Whilst some have an attitude that if a device works as expected it is not worth updating, increasingly the upgrades include security patches and fixes that eliminate evolving vulnerabilities. Because a device is secure today, it doesn’t hold that it will still be secure tomorrow.
An important part of attack surface reduction is the hardening of endpoints. Such devices might be cameras, codecs, detectors, door readers or any other IP-connected device that is positioned in an insecure area.
The servers and software, storage units, power management systems and other essential peripherals may be installed inside a secure area, but this does not mean they are not vulnerable to a cyber attack. Edge devices, the endpoints, could potentially offer a connection from the outside world into the core of the system.
When considering outside interference, many consider connectivity to a WAN such as the internet as the weak point. Their focus is on protecting this and not a potential intrusion via an unprotected endpoint.
It is important to consider the security of all endpoints, because in a worst case scenario a criminal could disable the entire system by accessing it via such a connection. It is worth remembering that the Target hack in the US which resulted in the theft of 70 million customers’ details and 40 million credit card details was instigated via credentials for monitoring the HVAC system.
The steps to harden endpoints include some basic tasks. Ensuring that devices are updated with any firmware upgrades is essential. Password management is important, as is ensuring that user permissions are applied in a way that helps the customer restrict control of the system to authorised personnel only.

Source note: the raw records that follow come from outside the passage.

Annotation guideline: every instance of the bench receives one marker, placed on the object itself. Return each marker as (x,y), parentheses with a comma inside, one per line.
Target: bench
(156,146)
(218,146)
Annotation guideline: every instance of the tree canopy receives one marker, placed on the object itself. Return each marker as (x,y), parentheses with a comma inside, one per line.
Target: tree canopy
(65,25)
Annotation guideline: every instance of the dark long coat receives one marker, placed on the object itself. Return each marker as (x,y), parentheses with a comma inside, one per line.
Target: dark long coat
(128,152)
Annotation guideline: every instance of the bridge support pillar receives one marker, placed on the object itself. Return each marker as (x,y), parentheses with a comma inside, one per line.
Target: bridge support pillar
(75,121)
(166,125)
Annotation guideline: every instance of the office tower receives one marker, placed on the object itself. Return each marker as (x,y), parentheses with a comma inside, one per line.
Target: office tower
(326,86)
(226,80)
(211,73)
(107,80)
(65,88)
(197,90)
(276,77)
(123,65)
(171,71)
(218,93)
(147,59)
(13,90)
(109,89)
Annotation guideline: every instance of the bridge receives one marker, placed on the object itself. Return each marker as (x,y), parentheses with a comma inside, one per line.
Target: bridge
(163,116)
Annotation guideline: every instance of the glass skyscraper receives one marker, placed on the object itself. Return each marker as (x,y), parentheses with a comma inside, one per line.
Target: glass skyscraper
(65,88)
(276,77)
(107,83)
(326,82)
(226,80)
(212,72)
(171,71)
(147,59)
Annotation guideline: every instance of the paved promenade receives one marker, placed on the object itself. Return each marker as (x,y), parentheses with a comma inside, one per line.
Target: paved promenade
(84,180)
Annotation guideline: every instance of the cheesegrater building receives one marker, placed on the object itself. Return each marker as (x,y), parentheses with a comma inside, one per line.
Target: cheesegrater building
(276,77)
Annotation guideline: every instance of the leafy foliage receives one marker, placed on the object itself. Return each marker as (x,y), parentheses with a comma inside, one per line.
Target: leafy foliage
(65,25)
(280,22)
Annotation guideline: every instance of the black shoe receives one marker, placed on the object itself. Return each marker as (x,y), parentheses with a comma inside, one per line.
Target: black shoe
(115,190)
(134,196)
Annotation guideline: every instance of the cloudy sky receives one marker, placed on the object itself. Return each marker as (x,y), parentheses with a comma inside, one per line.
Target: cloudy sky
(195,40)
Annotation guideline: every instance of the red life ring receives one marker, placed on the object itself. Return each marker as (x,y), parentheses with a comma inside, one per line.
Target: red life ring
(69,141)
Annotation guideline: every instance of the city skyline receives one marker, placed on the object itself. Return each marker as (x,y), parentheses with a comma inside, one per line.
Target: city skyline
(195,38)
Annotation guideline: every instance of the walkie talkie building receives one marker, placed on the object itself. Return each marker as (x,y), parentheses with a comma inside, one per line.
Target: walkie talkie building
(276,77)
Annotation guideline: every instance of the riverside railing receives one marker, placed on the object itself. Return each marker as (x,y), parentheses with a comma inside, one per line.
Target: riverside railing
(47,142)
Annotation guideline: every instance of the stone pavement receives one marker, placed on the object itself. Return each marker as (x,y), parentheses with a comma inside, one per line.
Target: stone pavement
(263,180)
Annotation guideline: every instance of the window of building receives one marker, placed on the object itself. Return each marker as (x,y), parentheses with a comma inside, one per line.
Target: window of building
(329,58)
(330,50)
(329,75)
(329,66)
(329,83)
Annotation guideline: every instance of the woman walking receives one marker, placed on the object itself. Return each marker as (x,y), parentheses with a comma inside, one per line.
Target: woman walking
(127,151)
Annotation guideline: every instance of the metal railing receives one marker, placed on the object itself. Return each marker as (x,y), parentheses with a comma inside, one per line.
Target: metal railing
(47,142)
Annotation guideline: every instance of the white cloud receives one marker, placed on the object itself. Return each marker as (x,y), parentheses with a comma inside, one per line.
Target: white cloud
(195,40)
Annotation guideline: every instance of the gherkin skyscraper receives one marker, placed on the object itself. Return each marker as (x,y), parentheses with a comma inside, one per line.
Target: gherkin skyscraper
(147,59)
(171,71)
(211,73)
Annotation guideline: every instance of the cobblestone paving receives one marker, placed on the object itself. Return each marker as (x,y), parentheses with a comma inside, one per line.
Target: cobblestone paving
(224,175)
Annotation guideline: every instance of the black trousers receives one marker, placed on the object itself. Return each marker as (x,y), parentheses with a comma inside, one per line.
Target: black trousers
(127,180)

Deploying appropriate encryption is also important. All credible security devices will support this, and it is important that integrators and installers understand how to use it correctly. If in doubt, ask the manufacturer. Most credible companies offer a wide range of documentation and educational resources to assist engineers.
Many security devices have a number of features designed to simplify installation and set-up. Some will be used by the integrator or installer, and others are designed for end user use. Once these features have been used, best practice is to disable them.
It is also prudent to ensure that the end user is made aware of any risks associated with services running which they might have requested remain active.
The use of IP filtering should also be implemented. Most security endpoints can be configured to allow access solely to a designated server within the system. IP filtering can help ensure that other devices cannot gain access to them.
A number of credible security manufacturers, have taken steps to address cybersecurity issues, and will offer support to engineers with regard to how these can be correctly deployed.
One message that cannot be conveyed strongly enough is that if unknown or unsupported products which do not come from credible security manufacturers are used, the risks of a cyber attack will increase. Buying cheap will not be such a smart move if a customer’s business is brought to its knees as a result.
Cybersecurity represents an evolving challenge for many engineers, but as with other risks, a best practice approach can help significantly.